Here is a brief history. The first of the Takata airbags where actually recalled in 2008 here in Canada, but because Canada relied on voluntary action, few details were provided to Transport Canada. As a result, Canada failed to detect that airbag recalls from several different car manufacturers all originated from this central company. It was government regulators in the United States who finally connected the dots in 2014 and put a recall order out. Instead of being proactive like U.S. officials, Canadian officials could only be reactive in this instance. It took until 2015 for the majority of recalls to be issued for these airbags in our country. In fact, it was not until 2017 that these recalls were completely cleared up.

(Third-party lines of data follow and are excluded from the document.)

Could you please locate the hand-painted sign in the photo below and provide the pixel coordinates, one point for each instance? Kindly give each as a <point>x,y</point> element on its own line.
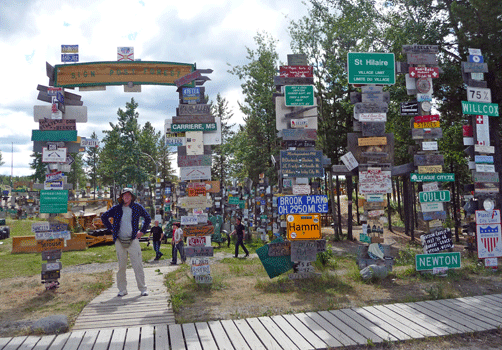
<point>371,68</point>
<point>303,226</point>
<point>489,241</point>
<point>435,196</point>
<point>302,204</point>
<point>429,261</point>
<point>120,73</point>
<point>479,108</point>
<point>299,95</point>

Why did it take nearly seven years for a car company to recall all these potentially deadly airbags? The answer is that Canada's laws have not kept pace with other industrial countries, thus putting us at a significant disadvantage. Let us look at the United States, for example. The United States is often lauded as a positive example in this area. It has much stronger laws that allow the government to enforce a recall.
Until Bill is passed, the Government of Canada is relying on voluntary compliance for recalls. Simply put, at the moment, our motor vehicle safety legislation just does not have teeth. It does not have an enforcement mechanism. As well, punitive damages in court are significantly lower here than they are in the United States of America. This adds up to less than an incentive for vehicle manufacturers to issue recall notices in Canada and to prioritize recalls in the United States first.
Going back to the Takata example, once the problem was understood, there was a global shortage of the replacement airbags, which meant it was further delayed until this problem was solved.
How can we ensure Canada is treated the same as the United States by larger multinational car manufacturers? First, we need better inspection and testing when the first signs of a potential defect come to light. The legislation before the House today would significantly increase the power of the minister to order tests and studies of potential defects. It also includes significant fines both against an individual and a company that gets in the way of a government inspector.
Second, we need to increase the power of the minister to force companies to take responsibility, even if they were not the manufacturer of the part. This legislation makes it very clear that car manufacturers are, in fact, responsible for their final product. If they picked a supplier with a defective part, it is still on the manufacturer to make it right for the consumer.
Third, we need to give the minister the ability to initiate a recall. This applies to manufacturers that have not identified a defect in the vehicles they sell, but could now be compelled to issue a recall if a sub-standard part is used in the vehicles they manufacture. Even in 2017, a decade after the first recalls, there were still new recalls being made for these Takata airbags. This legislation would have allowed the minister to issue a directive to all manufacturers in Canada to replace all Takata airbags, full stop. Instead, some Canadians found out years later they had been at risk all along.
In conclusion, this legislation is a very positive step in the right direction. The Conservative Party is very proud to stand behind this legislation and take it forward in order to benefit the lives of Canadians. We believe it will look after their safety and well-being, and that our loved ones will be protected.